The Halligan, named for South Boston native and Rear Admiral John Halligan Jr., started with a shakedown cruise off Bermuda before escorting a ship carrying President Franklin D. Roosevelt to the Teheran Conference at the end of 1943. From there, the Halligan was assigned to the Pacific and arrived at Pearl Harbor in January 1944.
Chevrette, who says he learned to swim by crossing the Merrimack River as a 9-year-old, saved four airmen who went down during training sessions.
"We took carriers out and the guys practiced landing and taking off," Chevrette said. "And old Halligan was there picking up the guys who couldn't get the damn plane up into the air. So Al, the swimmer, had some duties. … Swam out there, grabbed them, and hauled them back to a boat."
These were shark-infested waters, but Chevrette said he can't recall being afraid. His last recovery came three weeks before the Halligan exploded and the airman he saved was covered in blood.
"Now that scared me when I got out there," Chevrette said. "He's got blood all over him. Sharks, you know?"
But Chevrette pulled the airman to safety. A Navy photo from March 3, 1945, shows Lt. Claude D. Tate sitting on a deck after being rescued off Iwo Jima, with Chevrette — identifiable by his tattooed arm — in the background.
"We took a beating over there," Chevrette said.
The end of the Halligan came 23 days later. The explosion came at dinner time, when Chevrette decided to stay on the deck rather than retreat for a meal.

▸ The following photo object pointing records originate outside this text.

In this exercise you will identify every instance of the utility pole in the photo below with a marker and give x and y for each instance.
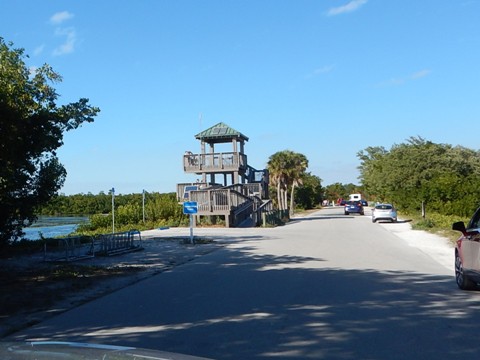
(143, 205)
(113, 210)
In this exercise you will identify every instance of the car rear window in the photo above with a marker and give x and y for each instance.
(383, 207)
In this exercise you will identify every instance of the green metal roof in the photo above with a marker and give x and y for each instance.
(220, 133)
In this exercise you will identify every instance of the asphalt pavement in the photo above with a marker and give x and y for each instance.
(325, 286)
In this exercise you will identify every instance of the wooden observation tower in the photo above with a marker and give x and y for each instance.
(242, 193)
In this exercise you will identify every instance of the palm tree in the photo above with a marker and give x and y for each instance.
(286, 169)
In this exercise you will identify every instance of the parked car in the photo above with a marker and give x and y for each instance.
(467, 253)
(354, 207)
(384, 212)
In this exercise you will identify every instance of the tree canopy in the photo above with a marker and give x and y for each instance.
(31, 128)
(445, 178)
(286, 169)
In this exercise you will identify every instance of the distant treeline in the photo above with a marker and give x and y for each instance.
(159, 210)
(442, 177)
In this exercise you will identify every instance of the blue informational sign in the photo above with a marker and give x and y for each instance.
(190, 207)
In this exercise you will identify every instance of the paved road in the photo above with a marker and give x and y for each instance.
(327, 286)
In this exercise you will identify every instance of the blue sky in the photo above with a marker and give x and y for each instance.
(325, 78)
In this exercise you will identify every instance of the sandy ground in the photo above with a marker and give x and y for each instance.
(39, 290)
(32, 290)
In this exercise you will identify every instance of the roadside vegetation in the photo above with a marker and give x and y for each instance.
(432, 184)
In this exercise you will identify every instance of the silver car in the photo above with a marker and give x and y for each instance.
(384, 212)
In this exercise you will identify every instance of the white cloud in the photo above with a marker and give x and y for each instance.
(69, 45)
(420, 74)
(38, 50)
(321, 70)
(60, 17)
(403, 80)
(349, 7)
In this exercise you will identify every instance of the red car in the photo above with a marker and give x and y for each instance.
(467, 253)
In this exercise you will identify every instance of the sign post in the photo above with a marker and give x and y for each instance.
(190, 208)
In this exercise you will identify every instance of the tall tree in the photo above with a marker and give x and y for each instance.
(31, 130)
(286, 170)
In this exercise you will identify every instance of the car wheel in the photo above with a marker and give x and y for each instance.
(463, 282)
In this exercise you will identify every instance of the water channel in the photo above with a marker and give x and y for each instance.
(53, 226)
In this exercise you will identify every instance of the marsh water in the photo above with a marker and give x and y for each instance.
(53, 226)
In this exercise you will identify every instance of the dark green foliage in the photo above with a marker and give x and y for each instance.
(309, 195)
(160, 210)
(445, 178)
(31, 128)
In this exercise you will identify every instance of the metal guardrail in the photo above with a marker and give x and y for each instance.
(116, 243)
(76, 248)
(70, 248)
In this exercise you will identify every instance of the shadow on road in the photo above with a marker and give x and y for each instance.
(283, 307)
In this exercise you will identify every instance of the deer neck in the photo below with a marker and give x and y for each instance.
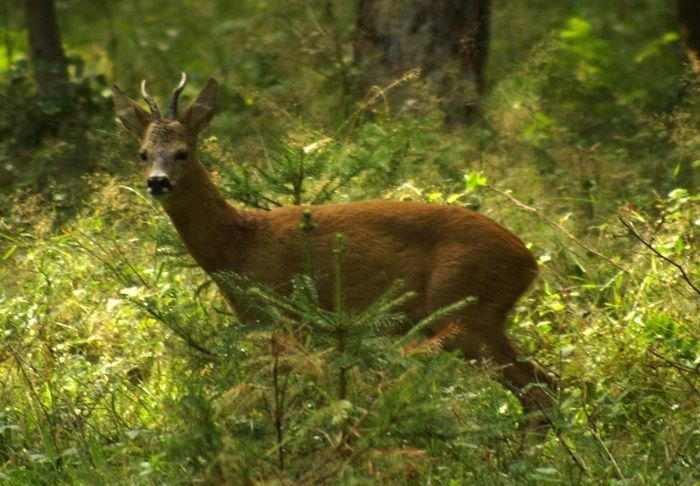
(210, 227)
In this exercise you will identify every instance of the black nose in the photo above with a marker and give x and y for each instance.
(159, 185)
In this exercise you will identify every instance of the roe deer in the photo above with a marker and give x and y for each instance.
(444, 253)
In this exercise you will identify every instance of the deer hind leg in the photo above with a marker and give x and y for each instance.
(531, 385)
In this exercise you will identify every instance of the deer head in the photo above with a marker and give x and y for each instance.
(168, 143)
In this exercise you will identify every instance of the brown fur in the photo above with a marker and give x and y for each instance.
(444, 253)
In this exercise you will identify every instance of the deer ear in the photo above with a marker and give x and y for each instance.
(133, 117)
(200, 112)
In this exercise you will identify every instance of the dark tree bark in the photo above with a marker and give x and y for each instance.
(689, 13)
(447, 40)
(45, 48)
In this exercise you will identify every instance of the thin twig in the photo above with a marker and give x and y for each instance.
(556, 225)
(656, 252)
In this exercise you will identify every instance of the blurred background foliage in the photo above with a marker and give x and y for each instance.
(119, 363)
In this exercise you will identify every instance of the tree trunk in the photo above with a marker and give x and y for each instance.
(689, 13)
(447, 40)
(46, 51)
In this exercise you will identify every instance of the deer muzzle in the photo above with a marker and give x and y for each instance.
(159, 185)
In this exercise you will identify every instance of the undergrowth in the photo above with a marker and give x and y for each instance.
(120, 363)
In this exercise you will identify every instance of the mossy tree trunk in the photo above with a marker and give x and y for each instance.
(447, 40)
(45, 48)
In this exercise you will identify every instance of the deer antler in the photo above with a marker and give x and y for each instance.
(176, 95)
(155, 112)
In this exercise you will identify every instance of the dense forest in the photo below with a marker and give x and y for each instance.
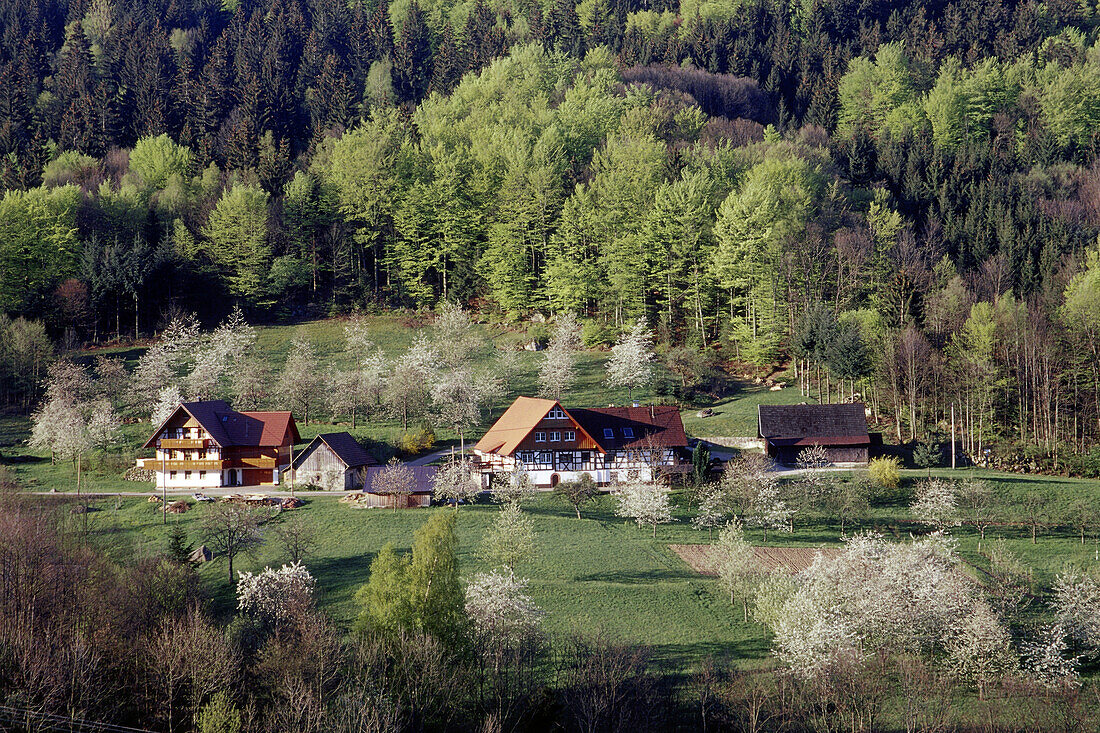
(901, 199)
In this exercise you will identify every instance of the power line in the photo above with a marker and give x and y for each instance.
(52, 722)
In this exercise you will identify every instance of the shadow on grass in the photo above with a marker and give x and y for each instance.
(642, 577)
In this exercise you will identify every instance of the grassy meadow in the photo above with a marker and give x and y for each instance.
(596, 573)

Had he left the deck and gone below, he probably would not have survived.
The official Navy account attributed the explosion to the ship hitting a mine, but Chevrette still wonders if it was something else. Perhaps a "Baka bomb," a type of rocket used by the Japanese that required a suicide pilot to fly a plane. Chevrette saw many suicide bombers in the Pacific and a shipmate later said he heard a high-pitched shriek — the distinctive sound of the Baka bomb — before the explosion.

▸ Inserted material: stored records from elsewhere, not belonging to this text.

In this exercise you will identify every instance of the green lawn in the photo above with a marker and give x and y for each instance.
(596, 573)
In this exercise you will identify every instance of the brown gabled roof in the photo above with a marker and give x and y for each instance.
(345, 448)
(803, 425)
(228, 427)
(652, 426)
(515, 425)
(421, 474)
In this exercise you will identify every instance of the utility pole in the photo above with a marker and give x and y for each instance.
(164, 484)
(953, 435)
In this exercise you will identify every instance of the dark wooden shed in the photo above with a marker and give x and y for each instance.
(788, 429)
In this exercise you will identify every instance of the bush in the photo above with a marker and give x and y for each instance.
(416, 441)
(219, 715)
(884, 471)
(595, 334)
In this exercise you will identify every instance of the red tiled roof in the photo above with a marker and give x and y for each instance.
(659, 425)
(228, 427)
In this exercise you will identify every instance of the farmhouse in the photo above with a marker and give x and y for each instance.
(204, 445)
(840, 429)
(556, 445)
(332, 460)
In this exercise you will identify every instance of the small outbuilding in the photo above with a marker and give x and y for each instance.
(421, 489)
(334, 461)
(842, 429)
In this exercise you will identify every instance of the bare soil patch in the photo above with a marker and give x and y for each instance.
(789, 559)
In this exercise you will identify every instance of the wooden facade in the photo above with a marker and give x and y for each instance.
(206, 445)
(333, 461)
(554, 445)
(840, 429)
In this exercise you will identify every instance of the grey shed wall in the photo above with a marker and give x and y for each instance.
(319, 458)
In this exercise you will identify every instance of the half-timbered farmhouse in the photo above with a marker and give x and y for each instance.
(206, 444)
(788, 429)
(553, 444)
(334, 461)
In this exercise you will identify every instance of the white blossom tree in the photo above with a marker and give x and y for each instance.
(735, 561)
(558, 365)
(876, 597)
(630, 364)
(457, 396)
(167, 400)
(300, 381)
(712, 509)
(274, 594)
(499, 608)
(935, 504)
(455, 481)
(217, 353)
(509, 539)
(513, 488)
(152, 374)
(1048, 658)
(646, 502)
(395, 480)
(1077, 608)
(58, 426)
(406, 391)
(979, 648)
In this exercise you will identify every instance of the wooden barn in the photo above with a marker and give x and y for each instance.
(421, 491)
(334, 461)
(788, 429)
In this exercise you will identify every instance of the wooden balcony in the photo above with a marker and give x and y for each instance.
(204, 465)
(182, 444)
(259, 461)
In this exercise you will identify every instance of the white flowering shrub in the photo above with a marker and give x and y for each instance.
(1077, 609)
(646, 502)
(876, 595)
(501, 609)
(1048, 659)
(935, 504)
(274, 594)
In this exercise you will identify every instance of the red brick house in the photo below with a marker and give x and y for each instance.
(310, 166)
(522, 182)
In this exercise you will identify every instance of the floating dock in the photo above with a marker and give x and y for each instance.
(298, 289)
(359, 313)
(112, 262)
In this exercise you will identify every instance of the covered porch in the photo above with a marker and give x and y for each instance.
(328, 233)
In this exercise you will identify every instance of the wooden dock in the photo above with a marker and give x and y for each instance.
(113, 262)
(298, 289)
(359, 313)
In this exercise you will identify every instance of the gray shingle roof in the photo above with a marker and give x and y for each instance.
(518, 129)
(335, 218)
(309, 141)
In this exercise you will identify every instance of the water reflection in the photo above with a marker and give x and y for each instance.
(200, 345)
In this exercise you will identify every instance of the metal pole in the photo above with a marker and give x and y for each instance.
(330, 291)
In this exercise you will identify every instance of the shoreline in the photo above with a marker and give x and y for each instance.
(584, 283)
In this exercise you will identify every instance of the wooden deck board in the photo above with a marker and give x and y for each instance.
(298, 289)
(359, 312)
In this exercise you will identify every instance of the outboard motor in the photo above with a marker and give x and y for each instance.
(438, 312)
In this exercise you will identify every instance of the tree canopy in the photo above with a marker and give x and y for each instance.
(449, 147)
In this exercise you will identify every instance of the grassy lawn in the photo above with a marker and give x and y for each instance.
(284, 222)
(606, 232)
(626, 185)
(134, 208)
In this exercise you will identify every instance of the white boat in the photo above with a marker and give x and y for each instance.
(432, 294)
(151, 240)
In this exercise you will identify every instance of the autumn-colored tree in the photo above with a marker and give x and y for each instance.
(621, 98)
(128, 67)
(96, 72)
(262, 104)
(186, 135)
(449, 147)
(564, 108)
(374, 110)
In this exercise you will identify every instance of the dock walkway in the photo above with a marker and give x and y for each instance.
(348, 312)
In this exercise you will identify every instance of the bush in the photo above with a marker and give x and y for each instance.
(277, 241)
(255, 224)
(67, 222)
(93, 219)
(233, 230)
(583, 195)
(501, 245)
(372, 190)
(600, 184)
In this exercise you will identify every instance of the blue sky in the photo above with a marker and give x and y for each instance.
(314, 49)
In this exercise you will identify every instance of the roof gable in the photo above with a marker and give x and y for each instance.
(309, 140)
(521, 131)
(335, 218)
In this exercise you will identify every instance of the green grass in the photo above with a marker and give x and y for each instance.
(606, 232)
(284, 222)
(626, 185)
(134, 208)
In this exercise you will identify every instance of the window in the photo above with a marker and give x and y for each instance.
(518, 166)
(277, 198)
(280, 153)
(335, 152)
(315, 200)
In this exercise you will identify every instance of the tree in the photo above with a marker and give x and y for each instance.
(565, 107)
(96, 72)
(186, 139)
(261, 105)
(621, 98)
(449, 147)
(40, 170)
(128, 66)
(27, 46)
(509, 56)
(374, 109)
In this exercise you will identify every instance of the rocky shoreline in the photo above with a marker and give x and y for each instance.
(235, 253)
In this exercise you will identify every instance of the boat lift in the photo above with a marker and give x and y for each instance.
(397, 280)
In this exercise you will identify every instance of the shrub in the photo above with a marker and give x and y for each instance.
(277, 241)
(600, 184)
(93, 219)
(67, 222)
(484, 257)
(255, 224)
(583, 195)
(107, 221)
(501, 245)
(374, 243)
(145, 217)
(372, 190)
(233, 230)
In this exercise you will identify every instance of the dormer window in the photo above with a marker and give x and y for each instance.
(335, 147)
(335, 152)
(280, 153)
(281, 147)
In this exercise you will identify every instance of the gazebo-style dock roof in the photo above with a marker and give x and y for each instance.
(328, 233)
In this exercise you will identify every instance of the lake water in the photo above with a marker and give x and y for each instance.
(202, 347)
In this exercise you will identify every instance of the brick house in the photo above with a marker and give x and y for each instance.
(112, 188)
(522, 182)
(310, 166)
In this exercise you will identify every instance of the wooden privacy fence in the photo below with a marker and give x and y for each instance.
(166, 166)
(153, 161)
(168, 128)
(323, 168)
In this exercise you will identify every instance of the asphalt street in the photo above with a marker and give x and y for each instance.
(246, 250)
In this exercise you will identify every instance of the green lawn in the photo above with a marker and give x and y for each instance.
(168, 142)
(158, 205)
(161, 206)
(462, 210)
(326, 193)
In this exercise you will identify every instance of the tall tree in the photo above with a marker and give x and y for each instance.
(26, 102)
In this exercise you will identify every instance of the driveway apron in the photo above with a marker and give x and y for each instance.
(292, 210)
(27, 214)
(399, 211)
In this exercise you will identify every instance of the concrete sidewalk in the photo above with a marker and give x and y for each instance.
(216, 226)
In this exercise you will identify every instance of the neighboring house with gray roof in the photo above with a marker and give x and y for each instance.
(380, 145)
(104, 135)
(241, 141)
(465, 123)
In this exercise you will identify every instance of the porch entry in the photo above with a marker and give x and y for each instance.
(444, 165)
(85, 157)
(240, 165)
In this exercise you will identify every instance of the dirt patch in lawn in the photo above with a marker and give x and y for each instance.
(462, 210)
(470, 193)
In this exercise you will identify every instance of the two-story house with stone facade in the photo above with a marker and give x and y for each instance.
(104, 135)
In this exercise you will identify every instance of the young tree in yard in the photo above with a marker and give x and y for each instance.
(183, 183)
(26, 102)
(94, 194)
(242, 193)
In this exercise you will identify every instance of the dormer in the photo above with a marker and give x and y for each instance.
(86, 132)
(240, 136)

Or it could have been a Japanese submarine. Chevrette still isn't sure, nearly 70 years later.
Whatever the source, it was powerful. Debris flew 200 feet in the air, crew members were killed on impact and the ship smoldered.
Submerged in the water, Chevrette immediately wondered if he would ever return home. He was heartened to see others saved, but wondered if rescue boats were overlooking him. The survivors chatted with one another in the water. One shipmate, speaking with a deep southern accent, told Chevrette and others to come visit him in Alabama.

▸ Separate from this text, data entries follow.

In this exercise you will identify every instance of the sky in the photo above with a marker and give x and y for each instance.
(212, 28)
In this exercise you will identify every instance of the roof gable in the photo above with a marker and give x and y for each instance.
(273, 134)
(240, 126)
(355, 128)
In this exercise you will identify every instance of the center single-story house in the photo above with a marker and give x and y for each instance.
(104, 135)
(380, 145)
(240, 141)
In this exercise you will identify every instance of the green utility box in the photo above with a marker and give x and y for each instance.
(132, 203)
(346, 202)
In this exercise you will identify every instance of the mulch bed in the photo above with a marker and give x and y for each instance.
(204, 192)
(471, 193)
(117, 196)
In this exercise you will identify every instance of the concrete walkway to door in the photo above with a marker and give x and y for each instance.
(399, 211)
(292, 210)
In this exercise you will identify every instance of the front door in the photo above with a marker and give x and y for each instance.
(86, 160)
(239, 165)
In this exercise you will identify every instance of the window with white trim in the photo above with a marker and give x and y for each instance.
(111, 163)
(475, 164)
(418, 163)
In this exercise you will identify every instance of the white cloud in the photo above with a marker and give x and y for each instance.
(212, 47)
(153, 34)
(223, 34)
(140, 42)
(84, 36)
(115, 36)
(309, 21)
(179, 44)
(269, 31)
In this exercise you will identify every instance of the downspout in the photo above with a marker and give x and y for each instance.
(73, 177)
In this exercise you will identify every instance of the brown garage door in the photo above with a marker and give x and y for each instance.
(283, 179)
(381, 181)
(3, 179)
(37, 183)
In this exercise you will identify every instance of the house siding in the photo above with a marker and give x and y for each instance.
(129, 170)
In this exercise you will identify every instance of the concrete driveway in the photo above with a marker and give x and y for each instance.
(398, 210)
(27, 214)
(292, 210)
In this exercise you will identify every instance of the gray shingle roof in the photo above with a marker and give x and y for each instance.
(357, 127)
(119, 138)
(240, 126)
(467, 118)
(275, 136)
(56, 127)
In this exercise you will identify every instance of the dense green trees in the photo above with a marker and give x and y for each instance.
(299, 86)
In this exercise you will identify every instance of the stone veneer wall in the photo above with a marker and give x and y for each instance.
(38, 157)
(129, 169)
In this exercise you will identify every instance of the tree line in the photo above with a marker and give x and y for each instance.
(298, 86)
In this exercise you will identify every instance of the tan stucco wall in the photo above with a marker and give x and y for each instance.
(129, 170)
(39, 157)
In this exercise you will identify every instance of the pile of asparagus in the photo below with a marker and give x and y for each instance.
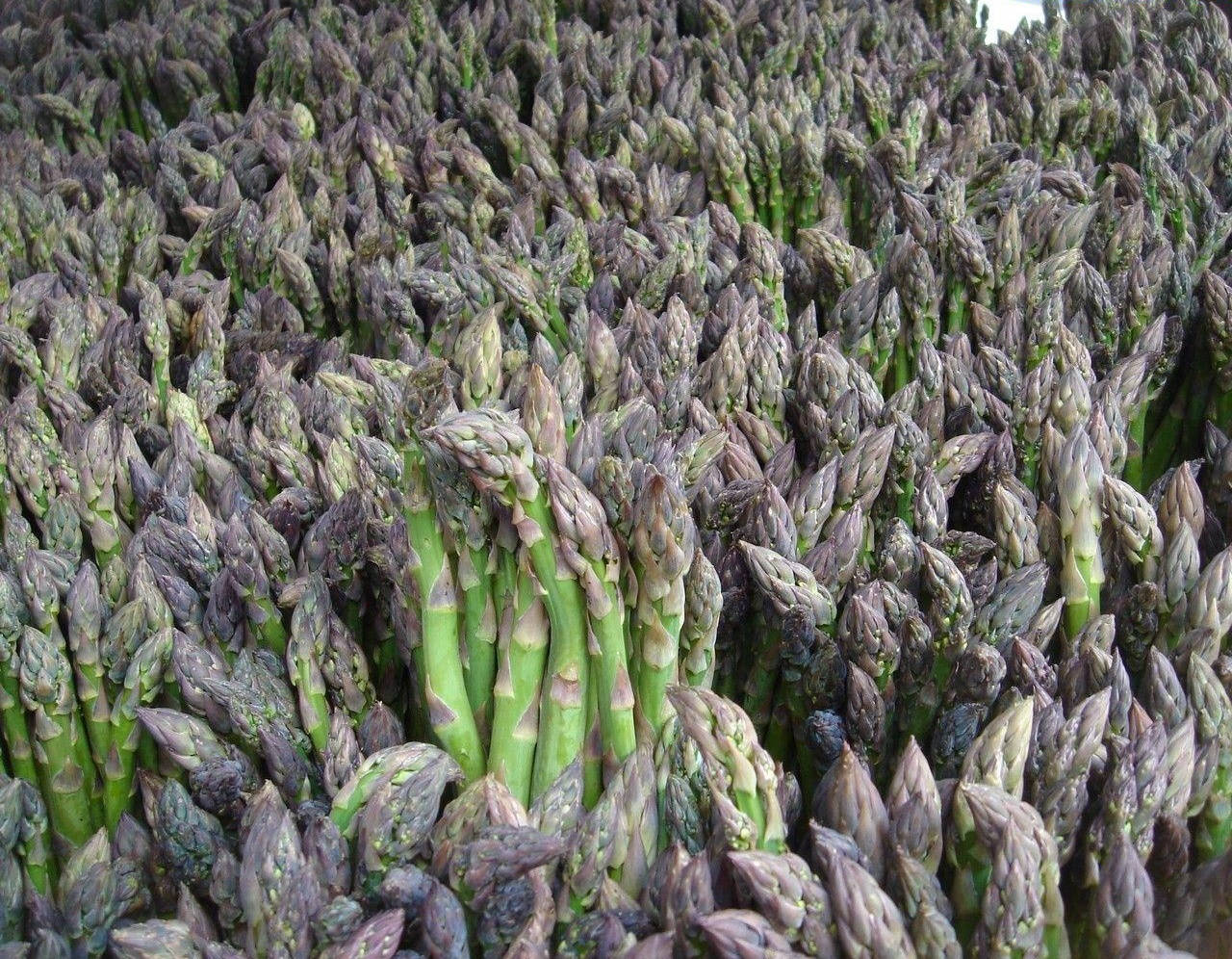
(525, 479)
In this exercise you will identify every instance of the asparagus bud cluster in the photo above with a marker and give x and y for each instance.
(592, 479)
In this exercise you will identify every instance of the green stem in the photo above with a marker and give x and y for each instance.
(523, 655)
(479, 621)
(562, 715)
(615, 691)
(16, 733)
(443, 683)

"Yeah, let's get the hell out of the water first," Chevrette answered.
Finally, the sun rose and Chevrette was rescued.
"When they picked me up, I said, 'Why the hell didn't you pick me up first?' " Chevrette said. "They were picking up guys left and right."
Chevrette would spend six months in a Naval hospital in Northern California, surrounded by other veterans suffering from the emotional impact of the war.
"A hospital [for] guys who were loose," Chevrette said."I was one of them. I must have gotten some pretty good advice and I listened to it and I survived. … Some guys didn't."
Chevrette returned to New Hampshire, but his father sent him back to a hospital 24 hours after he arrived. He wasn't emotionally ready to be home.
When the war ended, he was discharged and returned home for good. But the trauma he experienced in the Pacific Ocean haunted him. Healing began when he embraced the story, becoming the historian of the Halligan.
He built a scrapbook, collected pictures and helped organize reunions. At reunions of the Tin Can Sailors — the name used for The National association of Destroyer Veterans — Chevrette met veterans from other ships and talking about the shared experience was therapeutic. At a reunion in Washington D.C., Chevrette connected with former shipmates, some of whom he thought had died on that Sunday evening explosion in 1945.
"I wouldn't give you a nickel for another trip on the Halligan," Chevrette said. "But I wouldn't sell you the whole story for $1 million. … It's too bad. We lost some good men."